Vicdan da eğilebilir ve kendi kimliğini yitirebilir. Bu bozulma süreci çoğunlukla kişi farkına varmadan cereyan etmektedir. Yavaş yavaş yerleşen olumsuz alışkanlıklar, işledikçe parlayan vicdanı paslandırmakta ve onu doğruyu gösteremez bir hale sokmaktadır. Peki sağlıklı bir vicdanın dayanağı nedir? Bilmen’e göre “vicdan, bir nübüvvet menbaından (kaynağından) fezeyan eden (fışkıran) ilahi bir nurdan müstefit olmalıdır (faydalanmalıdır) ki, adam akıllı tenevvür ederek (aydınlanarak) safayı aslisini (asıl berraklığını) gösterebilsin.” (Bilmen, age, s.10.). Erdem’e göre de “ancak ilahi saflığını kaybetmemiş ve vahiyden ilham almış, onunla beslenmiş bir vicdan hayır ve şerrin ölçüsü olabilir.” (Erdem, age, s.106.).
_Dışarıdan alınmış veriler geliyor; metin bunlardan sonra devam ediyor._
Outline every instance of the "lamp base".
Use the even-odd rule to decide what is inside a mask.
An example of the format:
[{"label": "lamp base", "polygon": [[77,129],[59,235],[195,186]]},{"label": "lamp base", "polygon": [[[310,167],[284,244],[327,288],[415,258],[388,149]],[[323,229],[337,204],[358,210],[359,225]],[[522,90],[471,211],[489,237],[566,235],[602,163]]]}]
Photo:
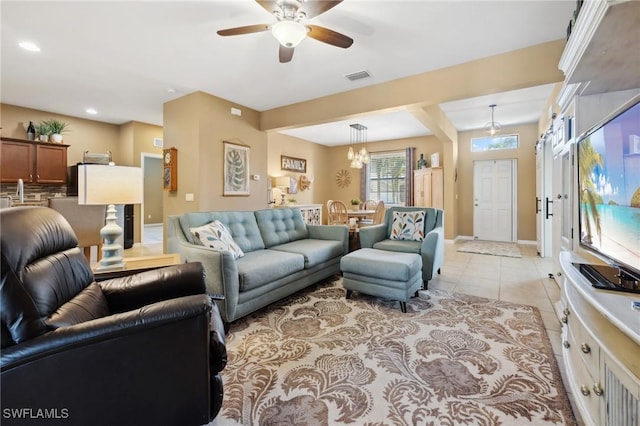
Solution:
[{"label": "lamp base", "polygon": [[122,246],[118,244],[118,238],[122,235],[122,228],[116,223],[116,206],[109,204],[107,207],[106,224],[100,230],[102,237],[102,259],[96,266],[96,271],[106,269],[124,269]]}]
Biz ise vahyin yanında, selim bir aklın da vicdanın kriteri olabileceğini düşünüyoruz. Çünkü asli saflığını yitirmemiş bir akıl, iyi bir terbiye ile yan yana gelirse mutlak anlamda iyiye oldukça yaklaşmış demektir. Zaten hiçbir dini duygu ile tanışmamış bazı insanlarda bulunan vicdani hassasiyet bu tezi doğrulamaktadır.
Sonuç
Vicdan, tanımı net bir şekilde olmamakla birlikte, iyiyi gösteren, kötüden alıkoymaya çağıranı, doğuştan gelen, işlenmeyince bozulabilen bir iç denetim mekanizmasıdır. Onun, oluşmasında veya sağlıklı bir şekilde görevini yapmasında birçok unsurun etkisi vardır. İyi bir manevi eğitim ve terbiye ile mutlak manada iyiyi gösterebildiği gibi, olumsuz eğilimler ve daha başka caydırıcılar nedeniyle de doğrudan uzaklaşabilmektedir. Onun iyiye bağlı kalmasında vahiy ve aklın büyük öneminin olduğu anlaşılmaktadır.
Vicdanın bozulabildiğine dair en net delil atasözleri ve deyimlerdir. Çünkü insan tecrübesinin veciz bir ifadesi olan bu altın değerindeki sözler, gerçekleri büyük oranda yansıtmaktadırlar. Yine günlük hayatta birçok kez karşılaştığımız, aklen/dinen/ahlaken yanlış yapmasına rağmen, hiçbir şekilde vicdani bir sorumluluk duymayan ve “benim vicdanım rahat” diyen insan tipi de, atalar sözlerimizi ve deyimlerimizi doğrulamaktadır.